Research Article published on 06 January 2020 , Updated on 06 January 2020

 Researchers propose new alternatives to overcome the current barriers that sometimes limit the use of machine learning, which consumes a lot of resources and energy.

Machine learning is radically transforming society, from facial recognition to medical diagnosis, communications, search engines and equipment (drones, autonomous vehicles...). This technology consists of teaching computers one or more tasks from data sets. They become more autonomous and improve their performance as they adapt to the surrounding environment by carrying out operations they were not initially programmed for. Mérouane Debbah, of the Large Networks and Systems Group (LANEAS - Université Paris-Saclay, CentraleSupélec), in collaboration with researchers from the Finnish University of Oulu, recently explored the numerous possibilities that this innovative approach offers. With the arrival of high-performance wireless connections, such as 5G, a new field of applications has been opened up for machine learning.

In most cases, machine learning is organized around a central entity - a server - that collects all the data from peripheral devices through a high-performance wired connection, such as Ethernet. The server is provided with all the data used for learning. However, this organization meets latency and reliability limits when it comes to applications where speed of execution is critical, such as autonomous vehicles.

With 5G wireless connection, researchers are setting a new paradigm: devices themselves are able to access the data they generate. They operate their own models, and share them locally with other devices through this connection, and rarely use the assistance of a central server. Each device enjoys direct and fast access to data required for use, even in the event of an Internet connection failure.

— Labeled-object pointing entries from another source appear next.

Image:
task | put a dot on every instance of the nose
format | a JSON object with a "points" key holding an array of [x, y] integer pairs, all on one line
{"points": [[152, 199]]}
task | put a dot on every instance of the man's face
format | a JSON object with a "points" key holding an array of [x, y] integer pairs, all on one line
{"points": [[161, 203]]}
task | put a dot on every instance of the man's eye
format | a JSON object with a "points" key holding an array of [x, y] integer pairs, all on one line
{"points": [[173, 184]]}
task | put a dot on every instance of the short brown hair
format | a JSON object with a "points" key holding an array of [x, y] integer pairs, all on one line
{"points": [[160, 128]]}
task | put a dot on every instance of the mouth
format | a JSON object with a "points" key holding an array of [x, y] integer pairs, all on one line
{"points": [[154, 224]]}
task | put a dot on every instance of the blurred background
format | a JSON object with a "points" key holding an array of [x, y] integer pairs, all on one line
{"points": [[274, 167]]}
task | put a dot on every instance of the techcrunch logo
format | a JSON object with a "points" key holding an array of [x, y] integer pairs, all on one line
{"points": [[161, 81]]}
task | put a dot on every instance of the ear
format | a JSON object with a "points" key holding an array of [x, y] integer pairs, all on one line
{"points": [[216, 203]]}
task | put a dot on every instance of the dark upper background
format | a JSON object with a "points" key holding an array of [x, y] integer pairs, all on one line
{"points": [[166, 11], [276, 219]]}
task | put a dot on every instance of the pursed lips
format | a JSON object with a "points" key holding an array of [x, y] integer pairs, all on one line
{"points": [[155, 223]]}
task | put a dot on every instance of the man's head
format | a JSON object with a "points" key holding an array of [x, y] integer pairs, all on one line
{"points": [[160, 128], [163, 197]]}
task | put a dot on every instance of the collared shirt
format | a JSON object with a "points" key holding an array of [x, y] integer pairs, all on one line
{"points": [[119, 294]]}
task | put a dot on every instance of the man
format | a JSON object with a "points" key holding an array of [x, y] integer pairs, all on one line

The advantage of this decentralized model is to considerably reduce the latency of the system while improving its reliability. It also improves the management of sensitive personal information, such as medical data, that is not distributed on the Internet but remains stored locally. However, this type of architecture requires sufficient memory and energy capacity on each device to store and process the data collected.

 

Park, Jihong, et al., "Wireless network intelligence at the edge." Proceedings of the IEEE 107.11 (2019): 2204-2239.